La diplomatie de guerre au Liban s'intensifie alors que la lutte de pouvoir arabe et mondiale façonne les voies de négociation
Au milieu des efforts internes et externes pour arrêter les combats au Liban, un mouvement diplomatique saoudien a émergé sur le front de la communication — un mouvement qui n'est pas nouveau, car il a commencé avec le déclenchement de la guerre et s'est intensifié parallèlement aux campagnes visant le Premier ministre Nawaf Salam. Le Royaume s'est mobilisé par crainte que ces campagnes ne se transforment en troubles internes menaçant la paix civile, voire qu'elles ne visent directement le poste de Premier ministre. Cet engagement a continué à travers des communications périodiques menées par le Prince Yazeed bin Farhan avec le Président Joseph Aoun, le Président du Parlement Nabih Berri et le Premier ministre Nawaf Salam.

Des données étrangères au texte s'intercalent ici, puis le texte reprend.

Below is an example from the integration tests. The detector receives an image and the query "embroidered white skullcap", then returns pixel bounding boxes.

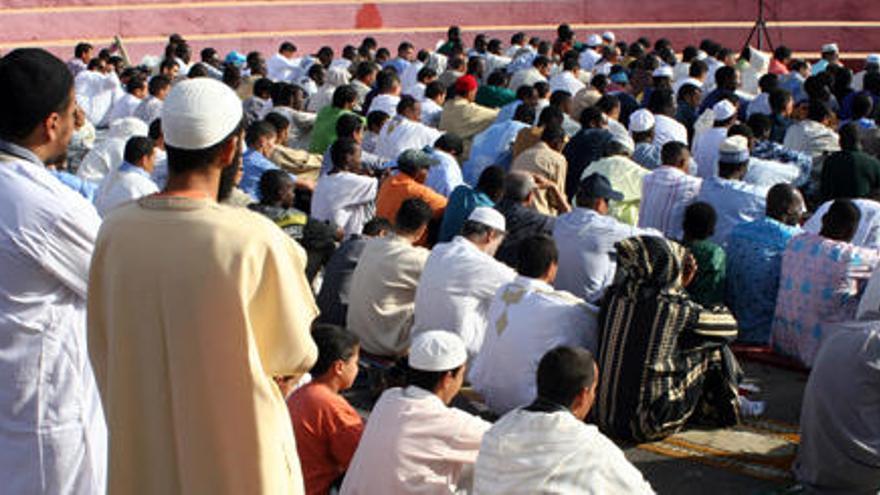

Notamment, aucun contact récent n'a été enregistré dans les cercles présidentiels en dehors du contexte général ou des salutations de l'Aïd, selon des sources politiques.
Cette action s'inscrit dans un paysage arabe plus large qui inclut l'Égypte, œuvrant pour mettre fin à la guerre, au milieu d'une conviction croissante marquée par la frustration face à ce qui est perçu comme un monopole israélien sur le dossier libanais, soutenu par les États-Unis.
Ce mécontentement, particulièrement du point de vue saoudien selon des sources politiques, provient de la préoccupation quant à la capacité du Premier ministre israélien Benjamin Netanyahu à obtenir une victoire au Liban au détriment de l'unité et de la souveraineté du pays, tandis que les États arabes voisins sont soit incapables, soit même empêchés de s'engager dans un processus de paix. Ceci s'étend à la France et à d'autres pays européens, qui sont également exclus de la médiation ou des initiatives, sous la pression israélienne sur Washington pour limiter les négociations directes à une voie bilatérale entre le Liban et Israël sous l'égide américaine.
Deux Voies de Négociation
Pour renforcer cette approche, deux voies de négociation parallèles ont émergé : l'une se déroulant à Islamabad entre Washington et Téhéran sous parrainage pakistanais, et une autre à Washington entre Israël et le Liban sous l'égide américaine. Dans ce contexte, le Liban a perdu à la fois le soutien européen et arabe qui pourrait renforcer sa position dans les négociations et lui fournir un levier, car il ne peut pas avancer vers un accord de paix avec Israël sans parrainage arabe.
Cette situation, combinée à la position ferme du Président du Parlement, qui a imposé un veto de parti sur les négociations de Washington et a insisté sur le fait de ne s'engager sur aucun cessez-le-feu à moins qu'Israël ne s'engage en premier, coïncidant avec l'expansion d'Israël vers le sud de la banlieue de Beyrouth, signale une phase extrêmement dangereuse. Elle ne laisse aucune place à la diplomatie et déplace plutôt le facteur décisif sur le champ de bataille, où les confrontations ont dégénéré de combats militaires à une invasion terrestre que les efforts politiques seuls ne peuvent arrêter.